Kişisel olarak senin için nasıldı? Kendi teknoloji işinizi kurduğunuzda ciddiye alındınız mı?

Sanırım insanlar ilk başta bana gülümsedi. Kimse yüzüme “Yapamazsın, yapacağına güvenmiyorum” demedi. Ancak bazı durumlarda bu önyargıyı hissettim. Örneğin, daha kalabalık bir gruptayken, erkekler hararetli bir şekilde konuşur ve tartışılan projelere herkes ilgi gösterirdi. Ama planlarımdan bahsederken en iyi “Tamam Güncem, güzel, ilginç” diyebildim. Ama hepsi bu kadar.

Beni ciddiye almadılar ve her şeyden önce, her şeyin ticari potansiyelini anlamadılar. Sosyal karakteri gördünüz, çünkü dedikleri gibi “kadınlar sosyal meslekleri temsil eder”. Genelde böyle bir gruptaki tek kadın bendim ve bu da her şeyi daha da hayal kırıklığına uğratıyordu.

Bugün nasıl, hala misyonerlik işi gibi geliyor mu?

En azından neredeyse her zaman teknoloji alanında tek kişiyim. Kadınlar bir girişim kurduğunda, bu genellikle yemek, yaşam tarzı veya sosyal işler gibi alanlarda olur. Ancak yapay zeka, blockchain vb. söz konusu olduğunda, kadınlar hala çok nadirdir.

“Teknoloji ve eğitim” ile bunu değiştirmek istiyorsunuz; hangi rakamlardan bahsediyoruz

Öncelikle rakamlarımızın şu ana kadar her yıl neredeyse ikiye katlandığını belirteyim. Bunun bir nedeni de, bize büyük bir ivme kazandıran Vodafone Vakfı’nın artık ortağı olmamız. Rakamlarla ilgili olarak, geçen yıl eğitim olanaklarımızdan yararlanan yaklaşık 10.000 kişi vardı. Bu yıl için 13.000 ila 14.000 katılımcı bekliyoruz. Tüm sevincine rağmen şunu da unutmamak gerekir ki biz her ne kadar dürtü ve ilham versek de insanlara son kariyer seçimlerini yapana kadar destek vermiyoruz.

Almanya’daki durum

Almanya’da, özellikle teknik mesleklerde, vasıflı işçi konusunda büyük bir eksiklik var. Kadınların burada bir kaynak olacağına güveniyor musunuz?

Her halükârda! Vasıflı işçi eksikliğini gidermek için hangi kaynakların kullanılması gerektiğine dair federal hükümet tarafından hazırlanan bir strateji belgesi var. Kadınlar en önemli faktörlerden biridir. Ancak burada yarı zamanlı çalışan kadın sayısı neredeyse tüm diğer Avrupa ülkelerinden fazladır. Bu kadınların çocuk bakım tesisleri olmadığı için potansiyel çalışma saatleri boşa gidiyor ve bu kaynak tam olarak kullanılamıyor. Burada bakım veya hemşirelik imkanları ile siyasetin çözüm bulması gerekir.

Diğer birçok Avrupa ülkesinde işler neden bu kadar iyi gidiyor?

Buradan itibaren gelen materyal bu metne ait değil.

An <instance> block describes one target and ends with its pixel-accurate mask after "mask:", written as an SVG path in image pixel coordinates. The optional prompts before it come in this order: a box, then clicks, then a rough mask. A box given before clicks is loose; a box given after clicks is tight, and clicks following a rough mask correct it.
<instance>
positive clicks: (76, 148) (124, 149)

Eski Doğu Bloku ülkelerinde ve özellikle Baltık ülkelerinde oranlar buradakinden çok daha yüksek. Çünkü orada teknik işler diğer işler gibidir – kadınlar için bile. Bu, mühendislik gibi teknik bir derece için engellerin buradaki kadar yüksek olmamasından kaynaklanmaz.

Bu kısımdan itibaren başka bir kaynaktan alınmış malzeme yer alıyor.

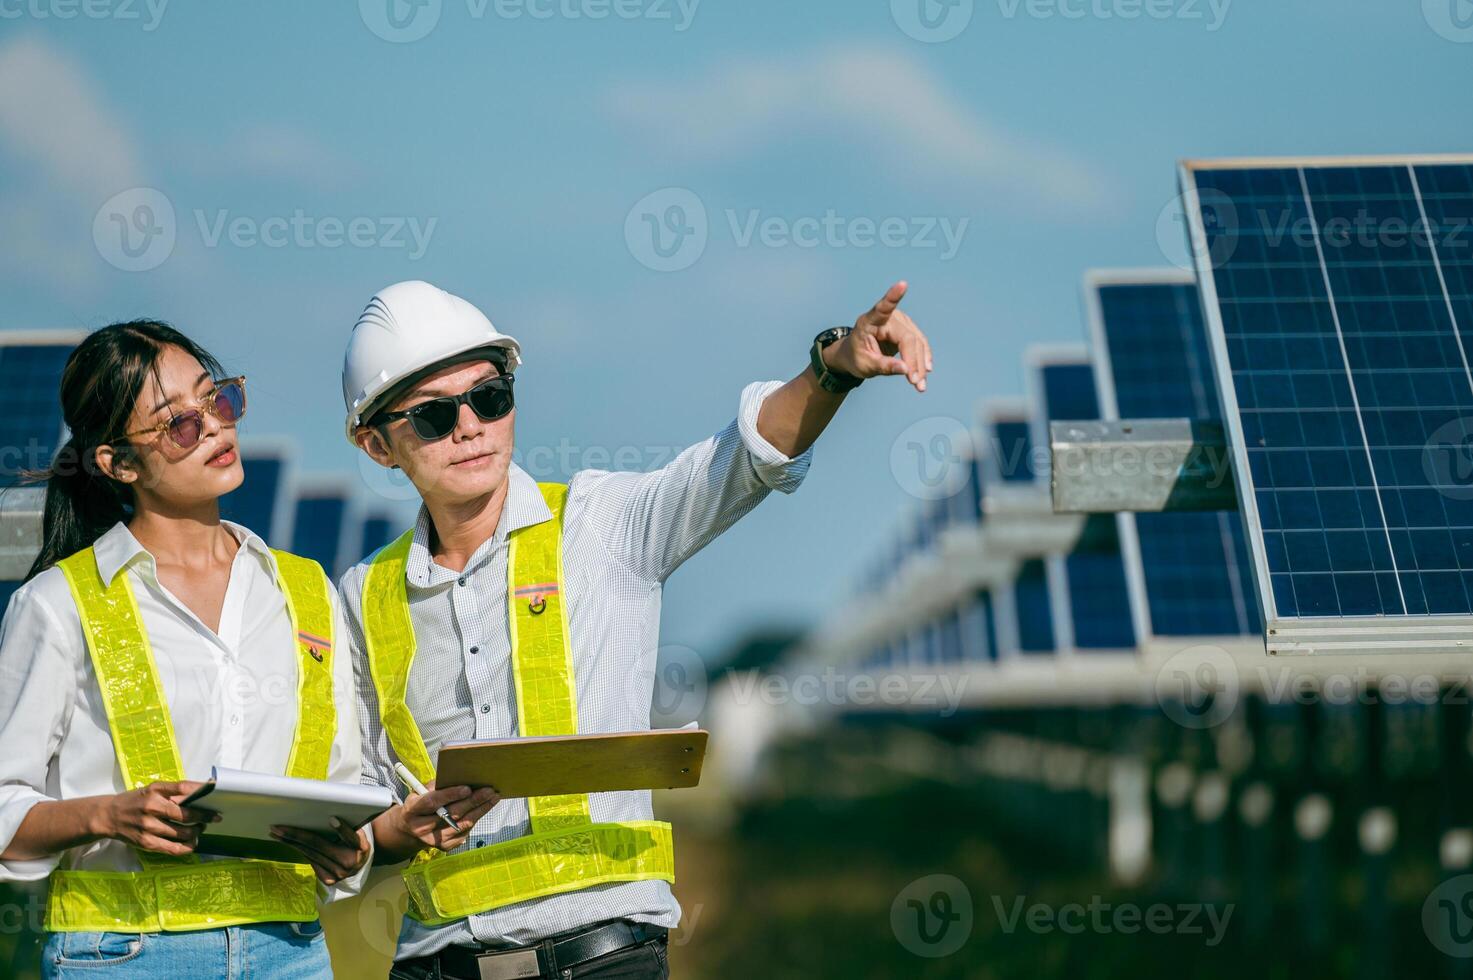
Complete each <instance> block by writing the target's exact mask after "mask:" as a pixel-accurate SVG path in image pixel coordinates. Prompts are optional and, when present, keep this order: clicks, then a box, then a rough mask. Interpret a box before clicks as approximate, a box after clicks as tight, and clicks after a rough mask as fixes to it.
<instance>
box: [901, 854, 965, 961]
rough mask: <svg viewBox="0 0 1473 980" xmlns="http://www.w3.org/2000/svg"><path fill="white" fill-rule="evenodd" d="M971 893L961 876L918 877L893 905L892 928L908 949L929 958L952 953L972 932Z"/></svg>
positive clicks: (913, 881) (920, 955) (904, 946)
mask: <svg viewBox="0 0 1473 980" xmlns="http://www.w3.org/2000/svg"><path fill="white" fill-rule="evenodd" d="M972 918H974V912H972V893H971V892H969V890H968V887H966V884H963V883H962V880H960V878H957V877H955V875H950V874H931V875H927V877H924V878H916V880H915V881H912V883H910V884H907V886H906V887H904V889H901V890H900V895H897V896H896V900H894V902H891V905H890V928H891V931H894V934H896V939H897V940H899V942H900V945H901V946H904V948H906V949H907V951H909V952H912V953H915V955H916V956H925V958H928V959H940V958H941V956H950V955H952V953H955V952H956V951H959V949H960V948H962V946H965V945H966V940H968V939H971V936H972Z"/></svg>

Son olarak, teknoloji kariyerine ilgi duyan ancak bunu nasıl yapacağını bilemeyen günümüz genç kadınlarına ne tavsiye edersiniz?

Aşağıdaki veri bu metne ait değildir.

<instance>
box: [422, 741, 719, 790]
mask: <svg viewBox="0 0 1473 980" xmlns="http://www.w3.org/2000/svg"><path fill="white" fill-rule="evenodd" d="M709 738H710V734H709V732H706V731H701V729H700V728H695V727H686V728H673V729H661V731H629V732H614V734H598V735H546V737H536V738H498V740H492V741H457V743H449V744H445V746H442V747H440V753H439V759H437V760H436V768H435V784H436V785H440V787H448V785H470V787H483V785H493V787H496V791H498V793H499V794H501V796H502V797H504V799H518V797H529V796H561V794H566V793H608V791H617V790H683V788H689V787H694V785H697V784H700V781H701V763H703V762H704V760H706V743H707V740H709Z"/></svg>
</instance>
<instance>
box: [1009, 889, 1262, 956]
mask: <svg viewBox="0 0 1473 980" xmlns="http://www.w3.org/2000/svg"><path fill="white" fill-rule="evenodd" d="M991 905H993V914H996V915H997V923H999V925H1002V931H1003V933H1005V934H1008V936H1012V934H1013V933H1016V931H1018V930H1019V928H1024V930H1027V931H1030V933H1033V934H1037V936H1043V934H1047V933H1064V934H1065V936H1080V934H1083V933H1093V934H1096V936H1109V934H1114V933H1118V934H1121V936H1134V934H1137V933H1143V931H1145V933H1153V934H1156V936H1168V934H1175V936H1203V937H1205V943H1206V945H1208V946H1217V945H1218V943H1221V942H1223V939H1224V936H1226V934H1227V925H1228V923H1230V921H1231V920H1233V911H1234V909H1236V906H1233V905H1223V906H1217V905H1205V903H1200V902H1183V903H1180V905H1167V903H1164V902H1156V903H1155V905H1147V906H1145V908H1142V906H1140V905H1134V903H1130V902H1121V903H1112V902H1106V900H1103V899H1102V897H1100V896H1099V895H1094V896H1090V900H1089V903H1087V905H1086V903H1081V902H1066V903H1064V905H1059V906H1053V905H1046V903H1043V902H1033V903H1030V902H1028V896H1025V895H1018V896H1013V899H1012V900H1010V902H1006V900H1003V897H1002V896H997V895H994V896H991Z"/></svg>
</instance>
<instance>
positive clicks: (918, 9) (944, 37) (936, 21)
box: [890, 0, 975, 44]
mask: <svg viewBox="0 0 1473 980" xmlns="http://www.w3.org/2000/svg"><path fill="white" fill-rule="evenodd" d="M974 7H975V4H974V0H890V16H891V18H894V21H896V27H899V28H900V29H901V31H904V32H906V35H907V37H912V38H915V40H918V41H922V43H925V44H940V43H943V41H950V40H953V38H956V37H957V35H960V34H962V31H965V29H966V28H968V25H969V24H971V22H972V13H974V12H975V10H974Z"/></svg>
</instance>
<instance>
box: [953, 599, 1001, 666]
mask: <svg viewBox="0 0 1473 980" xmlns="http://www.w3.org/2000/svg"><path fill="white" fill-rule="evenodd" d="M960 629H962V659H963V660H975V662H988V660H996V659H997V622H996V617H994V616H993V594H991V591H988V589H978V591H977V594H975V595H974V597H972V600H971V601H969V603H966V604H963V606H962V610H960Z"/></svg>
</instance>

En büyük hata bir şeyi sorgulamamak ve yolumun önceden belirlenmiş olduğunu düşünmektir. Ve hiçbir koşulda sadece klasik iş bilgisi tekliflerine güvenmemeliyim. Orada genellikle birkaç yıl içinde artık olmayacak meslekler sunulur. Bu danışma merkezleri, dijitalleşmenin hızına ayak uyduramadı.

Bunun yerine, beni ilgilendiren şeyleri gerçekten dinlemeliyim. Teknik bir iş hala bir seçenekse, önce bir dizi staj yapmayı denerdim. O zaman pratikte söz konusu işi sevip sevemeyeceğimi görebilirim. Bu yüzden kaderimi kendi ellerime almalı ve ilk adımı atmaya cesaret etmeliyim.